Let $p>3$ be a prime number. The natural numbers $a,b,c, d$ are such that $a+b+c+d$ and $a^3+b^3+c^3+d^3$ are divisible by $p$. Prove that for all odd $n$, $a^n+b^n+c^n+d^n$ is divisible by $p$.

Prove that if $n$ is a natural number such that $1 + 2^n + 4^n$ is prime then $n = 3^k$ for some $k \in N_0$.

The natural numbers $a_1,a_2,...,a_n, n \ge 12$, are smaller than $9n^2$ and pairwise coprime. Show that at least one of these numbers is prime.

If $p$ and $q$ are natural numbers so that \[ \frac{p}{q}=1-\frac{1}{2}+\frac{1}{3}-\frac{1}{4}+ \ldots -\frac{1}{1318}+\frac{1}{1319}, \] prove that $p$ is divisible with $1979$.

Find all the pairs of positive integers $(x,p)$ such that p is a prime, $x \leq 2p$ and $x^{p-1}$ is a divisor of $ (p-1)^{x}+1$.

Let $p_1,p_2,p_3,p_4$ be four distinct primes. Prove that there is no polynomial $Q(x) = ax^3 + bx^2 + cx + d$ with integer coefficients such that $|Q(p_1)| =|Q(p_2)| = |Q(p_3)|= |Q(p_4 )| = 3$.

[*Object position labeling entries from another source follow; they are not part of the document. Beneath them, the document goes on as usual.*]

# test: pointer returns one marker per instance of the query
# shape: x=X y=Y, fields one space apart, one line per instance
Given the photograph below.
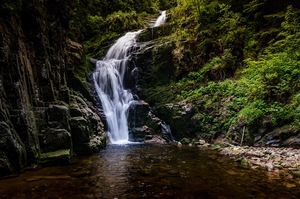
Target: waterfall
x=161 y=19
x=109 y=78
x=109 y=84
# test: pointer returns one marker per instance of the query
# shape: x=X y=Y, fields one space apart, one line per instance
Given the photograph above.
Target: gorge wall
x=43 y=115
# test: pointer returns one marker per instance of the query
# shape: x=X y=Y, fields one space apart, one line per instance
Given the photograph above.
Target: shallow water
x=148 y=171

Find all primes $p$, such that there exist positive integers $x$, $y$ which satisfy $$\begin{cases} p + 49 = 2x^2\\ p^2 + 49 = 2y^2\\ \end{cases}$$

Let $C(n)$ be the number of prime divisors of a positive integer n. (For example, $C(10) = 2,C(11) = 1, C(12) = 2$). Consider set S of all pairs of positive integers $(a, b)$ such that $a\ne b$ and $C(a + b) = C(a) + C(b)$. Is set $S$ finite or infinite?

Let $p$ be an odd prime number. a) Show that $p$ divides $n2^n + 1$ for infinitely many positive integers n. b) Find all $n$ satisfy condition above when $p = 3$

Find all pairs of natural numbers $(p, n)$ with $p$ prime such that $p^6+p^5+n^3+n=n^5+n^2$.

Prove that if a triangle has integral side lengths and its circumradius is a prime number then the triangle is right-angled.